Es wäre nicht das erste Thema, bei dem sich die Regierung aus der Verantwortung ziehen will.
Die Linke fordert, die Tarifsperre im Wissenschaftszeitvertragsgesetz abzuschaffen und eine Mindestvertragslaufzeit von zwölf Monaten für wissenschaftliche
Mitarbeiterinnen und Mitarbeiter festzulegen.
({3})
Es muss für diejenigen, die Kinder betreuen oder Angehörige pflegen, der Anspruch auf Verlängerung der Befristungshöchstdauer verbindlich festgeschrieben werden. Das ist natürlich eine Aufgabe des Gesetzgebers.

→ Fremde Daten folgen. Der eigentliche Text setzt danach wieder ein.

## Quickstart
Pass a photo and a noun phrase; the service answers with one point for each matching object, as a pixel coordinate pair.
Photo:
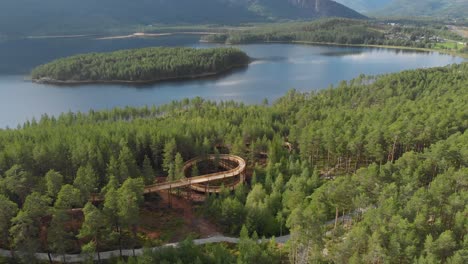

Hören Sie auf, sich davor wegzuducken!
({4})
Das große Problem der Großen Koalition ist doch
Folgendes: Sie denken Bildung und Wissenschaft vom
Wettbewerb her, als Standort- und Wirtschaftsfaktor; ich
denke, die Rede von Frau Wanka gerade war ein guter
Beleg dafür.
({5})
Die Bedürfnisse der Studierenden und der Beschäftigten,
der Lehrerinnen und Lehrer sowie der Schülerinnen und
Schüler sind für Sie doch bestenfalls nachrangig.
({6})
Ich sage Ihnen: So kann man an Bildung und ihren individuellen und gesellschaftlichen Anspruch nicht herangehen, und das wird Ihnen noch auf die Füße fallen.
Vielen Dank.
({7})
Als Nächstem erteile ich das Wort dem Kollegen
René Röspel von der SPD-Fraktion.
({0})
Oh, schnell noch einen Schluck Wasser zu trinken,
wird schon auf meine Redezeit angerechnet. Schade,
hätte ich das gewusst!
({0})
Herr Präsident! Meine sehr verehrten Damen und
Herren! Ich glaube, dass sich nur wenige andere Abgeordnete so intensiv mit dem Koalitionsvertrag befasst
und auch dafür geworben haben wie die Abgeordneten
der SPD-Fraktion.
({1})
Denn es war eine wirklich gute, aber auch mutige Idee
des Parteivorsitzenden Sigmar Gabriel, den Mitgliedern
der SPD die Entscheidung über den Koalitionsvertrag in
die Hand zu geben. Das hat dazu geführt, dass wir in
ganz vielen Veranstaltungen nicht nur mit Mitgliedern
der SPD, sondern auch mit Nichtmitgliedern den Koalitionsvertrag diskutiert haben. Ich habe das als ungeheuer
mobilisierend und motivierend erlebt. Es waren offene
Diskussionen.
Nicht nur das Erlebnis der Mobilisierung ist positiv.
Wir haben, glaube ich, auch eine sehr gute Wahrnehmung bekommen, liebe Kollegin Gohlke, was für die
Menschen an diesem Koalitionsvertrag wichtig ist. Dabei hatte ich eine andere Wahrnehmung als Sie. Daher
teile ich das, was Sie gerade vertreten haben, nicht; das
will ich Ihnen deutlich sagen.
Klar ist, dass es ohne bestimmte Abschnitte in diesem
Koalitionsvertrag die Zustimmung der SPD nicht gegeben hätte. Der Mindestlohn oder das, was Andrea Nahles
jetzt mit der Rente ab 63 auf den Weg bringt, waren definitiv ganz wichtig. Ohne diese Punkte hätte es keine Zustimmung gegeben.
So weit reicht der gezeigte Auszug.